Una tarde, al llegar de la escuela, Mateo soltó su mochila, fue deprisa a su ventana y encontró a Gala y a Nico con sus cabezas agachadas, como si sus picos buscasen desesperadamente a sus polluelos entre las brozas de su nido; el vuelo amenazante de un águila de cabeza blanca rondaba por encima del nidal.

Algo terrible había ocurrido.

Mateo comenzó a llorar. Al oírlo sollozar, su madre intentó consolarlo. De repente, Gala y Nico comenzaron a castañear sus picos al tiempo que uno de los cigoñinos asomaba su picacho negro.

—¡Mateo! ¡Mateo! ¡Mira, hijo! —le avisó su madre—. Una de las crías ha sobrevivido al ataque del águila.

El niño se acercó de nuevo a la ventana.

—Ese se llamará… Apolo —dijo Mateo, sonriendo.

Y esa noche, Mateo pensó en escalar al campanario y ayudar a Gala y a Nico a levantar una buena defensa que protegiera al nido de los feroces ataques de las águilas de cabeza blanca.

Ese fin de semana, sorteando la vigilancia de su madre, Mateo se coló en la iglesia, subió las escaleras que llevaban al campanario y trepó por una escala con la que el sacristán conseguía remontar hasta la veleta.

Al alcanzar el nido, Gala y Nico echaron a volar dejando sola a su cría.

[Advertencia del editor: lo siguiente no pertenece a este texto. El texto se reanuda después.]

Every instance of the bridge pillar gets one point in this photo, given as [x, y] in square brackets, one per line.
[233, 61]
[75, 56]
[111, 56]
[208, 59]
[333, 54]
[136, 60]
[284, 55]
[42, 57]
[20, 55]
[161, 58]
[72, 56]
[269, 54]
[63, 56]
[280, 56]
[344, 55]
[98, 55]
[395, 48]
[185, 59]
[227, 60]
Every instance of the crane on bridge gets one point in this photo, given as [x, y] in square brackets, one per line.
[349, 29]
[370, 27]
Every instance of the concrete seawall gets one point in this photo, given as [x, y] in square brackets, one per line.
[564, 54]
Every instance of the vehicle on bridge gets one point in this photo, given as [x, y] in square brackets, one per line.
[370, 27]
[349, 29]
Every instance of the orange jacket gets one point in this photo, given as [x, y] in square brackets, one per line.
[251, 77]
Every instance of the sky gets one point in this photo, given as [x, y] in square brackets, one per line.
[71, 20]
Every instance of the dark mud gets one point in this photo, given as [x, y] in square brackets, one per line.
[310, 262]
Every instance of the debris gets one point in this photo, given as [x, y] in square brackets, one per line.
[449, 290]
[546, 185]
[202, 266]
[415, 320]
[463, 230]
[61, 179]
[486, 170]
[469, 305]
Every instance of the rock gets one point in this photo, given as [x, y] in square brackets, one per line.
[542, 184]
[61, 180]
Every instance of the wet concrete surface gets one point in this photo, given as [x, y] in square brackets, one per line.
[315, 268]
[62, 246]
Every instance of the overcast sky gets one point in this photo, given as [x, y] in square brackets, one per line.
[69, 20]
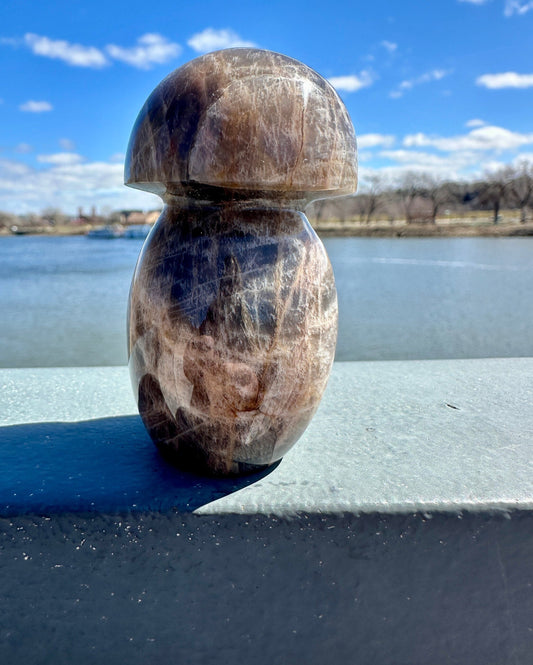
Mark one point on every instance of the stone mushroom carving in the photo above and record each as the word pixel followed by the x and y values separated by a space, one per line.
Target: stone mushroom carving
pixel 232 316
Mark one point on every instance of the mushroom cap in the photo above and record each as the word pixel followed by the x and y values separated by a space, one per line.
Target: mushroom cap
pixel 244 119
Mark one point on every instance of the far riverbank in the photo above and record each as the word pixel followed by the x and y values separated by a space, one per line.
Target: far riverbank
pixel 477 226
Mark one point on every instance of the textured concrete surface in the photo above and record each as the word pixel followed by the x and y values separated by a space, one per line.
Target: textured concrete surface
pixel 388 437
pixel 374 541
pixel 152 589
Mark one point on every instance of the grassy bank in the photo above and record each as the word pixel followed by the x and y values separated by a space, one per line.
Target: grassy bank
pixel 473 225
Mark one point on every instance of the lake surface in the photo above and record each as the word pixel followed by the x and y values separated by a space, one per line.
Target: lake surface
pixel 63 300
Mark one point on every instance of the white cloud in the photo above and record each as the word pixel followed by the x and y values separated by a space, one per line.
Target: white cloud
pixel 212 40
pixel 351 83
pixel 389 46
pixel 517 7
pixel 68 186
pixel 475 122
pixel 374 140
pixel 409 84
pixel 151 49
pixel 483 138
pixel 60 158
pixel 505 80
pixel 73 54
pixel 67 144
pixel 32 106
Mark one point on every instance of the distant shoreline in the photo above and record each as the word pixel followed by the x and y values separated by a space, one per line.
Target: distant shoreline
pixel 459 228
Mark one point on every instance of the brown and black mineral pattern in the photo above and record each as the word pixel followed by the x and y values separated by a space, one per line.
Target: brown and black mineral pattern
pixel 232 317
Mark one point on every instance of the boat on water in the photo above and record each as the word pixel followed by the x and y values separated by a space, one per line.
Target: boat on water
pixel 137 231
pixel 109 231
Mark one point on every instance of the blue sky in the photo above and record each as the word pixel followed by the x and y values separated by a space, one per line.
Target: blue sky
pixel 445 86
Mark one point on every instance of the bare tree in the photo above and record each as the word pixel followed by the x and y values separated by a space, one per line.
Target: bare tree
pixel 371 197
pixel 437 192
pixel 521 186
pixel 407 192
pixel 493 189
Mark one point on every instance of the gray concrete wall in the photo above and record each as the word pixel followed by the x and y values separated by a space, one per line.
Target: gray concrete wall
pixel 397 531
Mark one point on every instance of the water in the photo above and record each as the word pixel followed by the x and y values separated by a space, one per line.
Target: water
pixel 63 300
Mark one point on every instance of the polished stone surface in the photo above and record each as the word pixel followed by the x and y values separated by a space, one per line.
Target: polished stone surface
pixel 244 119
pixel 232 317
pixel 231 334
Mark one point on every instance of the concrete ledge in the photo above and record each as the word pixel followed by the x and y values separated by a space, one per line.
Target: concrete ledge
pixel 398 531
pixel 388 437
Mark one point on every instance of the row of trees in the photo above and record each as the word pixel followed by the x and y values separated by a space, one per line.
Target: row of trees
pixel 420 197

Mateo le dio a Apolo unos trozos de pan que, asustado, rechazó. Finalmente, la voz de Mateo consiguió persuadir al retoño.

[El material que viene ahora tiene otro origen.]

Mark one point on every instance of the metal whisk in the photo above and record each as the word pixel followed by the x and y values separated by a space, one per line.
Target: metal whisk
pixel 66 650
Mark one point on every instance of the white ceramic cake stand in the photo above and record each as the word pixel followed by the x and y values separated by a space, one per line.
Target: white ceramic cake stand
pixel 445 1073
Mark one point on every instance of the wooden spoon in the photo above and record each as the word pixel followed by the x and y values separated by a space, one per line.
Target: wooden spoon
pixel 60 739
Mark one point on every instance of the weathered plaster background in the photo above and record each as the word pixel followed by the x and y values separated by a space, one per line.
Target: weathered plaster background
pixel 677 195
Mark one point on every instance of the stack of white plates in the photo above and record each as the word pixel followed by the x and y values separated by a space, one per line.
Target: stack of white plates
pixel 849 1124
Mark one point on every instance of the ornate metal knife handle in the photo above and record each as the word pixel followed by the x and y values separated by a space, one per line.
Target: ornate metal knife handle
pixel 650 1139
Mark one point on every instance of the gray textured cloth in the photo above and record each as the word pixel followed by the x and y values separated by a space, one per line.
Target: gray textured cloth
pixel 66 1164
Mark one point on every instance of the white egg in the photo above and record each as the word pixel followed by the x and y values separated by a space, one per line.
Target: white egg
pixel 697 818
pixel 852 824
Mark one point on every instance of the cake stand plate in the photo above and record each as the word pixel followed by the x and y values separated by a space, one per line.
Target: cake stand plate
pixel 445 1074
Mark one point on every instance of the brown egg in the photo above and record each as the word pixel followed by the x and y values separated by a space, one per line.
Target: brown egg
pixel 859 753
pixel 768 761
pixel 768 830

Y así, día a día, consiguió la confianza de Apolo; también Gala y Nico se habituaron pronto a su presencia.

Pero el sacristán acabó por descubrirlo y fue a decírselo a su madre.

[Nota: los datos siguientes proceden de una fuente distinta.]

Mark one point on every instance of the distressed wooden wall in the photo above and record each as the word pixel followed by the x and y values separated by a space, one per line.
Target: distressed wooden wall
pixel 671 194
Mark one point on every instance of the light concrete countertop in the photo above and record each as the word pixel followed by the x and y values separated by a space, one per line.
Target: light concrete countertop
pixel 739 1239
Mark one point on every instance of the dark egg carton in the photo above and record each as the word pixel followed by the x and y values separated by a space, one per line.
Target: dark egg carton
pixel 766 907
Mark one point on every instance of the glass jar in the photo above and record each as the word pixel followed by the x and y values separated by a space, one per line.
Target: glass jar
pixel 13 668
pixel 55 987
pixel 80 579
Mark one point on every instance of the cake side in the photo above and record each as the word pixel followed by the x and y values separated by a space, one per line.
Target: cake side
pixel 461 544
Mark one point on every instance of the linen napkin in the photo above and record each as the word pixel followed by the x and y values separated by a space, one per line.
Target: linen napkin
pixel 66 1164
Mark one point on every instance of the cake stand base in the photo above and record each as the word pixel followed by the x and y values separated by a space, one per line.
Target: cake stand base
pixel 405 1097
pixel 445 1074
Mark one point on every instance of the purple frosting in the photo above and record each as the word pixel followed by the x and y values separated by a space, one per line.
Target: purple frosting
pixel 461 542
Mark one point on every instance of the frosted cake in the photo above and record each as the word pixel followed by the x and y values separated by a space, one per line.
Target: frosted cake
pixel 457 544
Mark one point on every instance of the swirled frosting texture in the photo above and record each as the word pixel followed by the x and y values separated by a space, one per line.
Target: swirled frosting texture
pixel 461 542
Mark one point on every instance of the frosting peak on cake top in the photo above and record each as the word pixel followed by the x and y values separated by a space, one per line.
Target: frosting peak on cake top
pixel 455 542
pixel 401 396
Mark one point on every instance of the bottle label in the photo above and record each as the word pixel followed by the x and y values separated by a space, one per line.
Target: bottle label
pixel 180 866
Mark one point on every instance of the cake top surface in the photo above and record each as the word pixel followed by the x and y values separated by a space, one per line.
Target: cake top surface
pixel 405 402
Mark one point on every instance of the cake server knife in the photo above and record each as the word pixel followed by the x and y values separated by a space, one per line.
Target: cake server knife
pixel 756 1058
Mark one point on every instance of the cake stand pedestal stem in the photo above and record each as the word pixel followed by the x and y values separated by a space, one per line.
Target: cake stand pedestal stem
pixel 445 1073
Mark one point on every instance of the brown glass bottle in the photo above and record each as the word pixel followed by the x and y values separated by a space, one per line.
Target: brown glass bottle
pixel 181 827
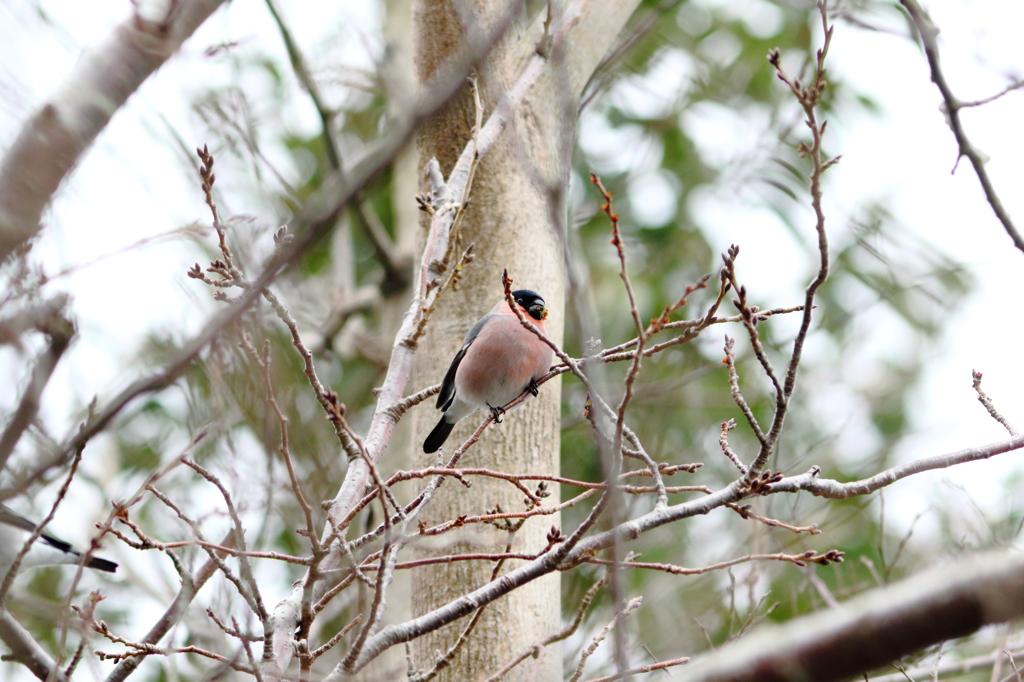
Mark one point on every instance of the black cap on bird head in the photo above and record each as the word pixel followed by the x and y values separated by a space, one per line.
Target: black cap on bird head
pixel 530 302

—No quiero que vuelvas a subir a ese nido ¿me oyes? Es muy peligroso —le prohibió—. No hagas que te castigue sin salir todo el verano.

No obstante, el sueño de Mateo estaba aún por hacerse realidad.

Próximo el final de ese verano, las cigüeñas preparaban su viaje a tierras cálidas, donde evitarían los rigores del invierno de la meseta.

Apolo se había convertido en un experto volador y fue el primero en iniciar el éxodo, uniéndose a una bandada de cigüeñas jóvenes. Tras Apolo, Nico arrancó su viaje acompañando a las parejas vecinas de la comarca de Sayago.

Gala aguantaría hasta la mañana siguiente.


Al ver que Gala estaba sola, Mateo quiso acompañarla, y aquella noche trepó silencioso hasta el nido.

—¿Quieres venir? —le preguntó Gala.

Mateo, sorprendido, no supo qué responder.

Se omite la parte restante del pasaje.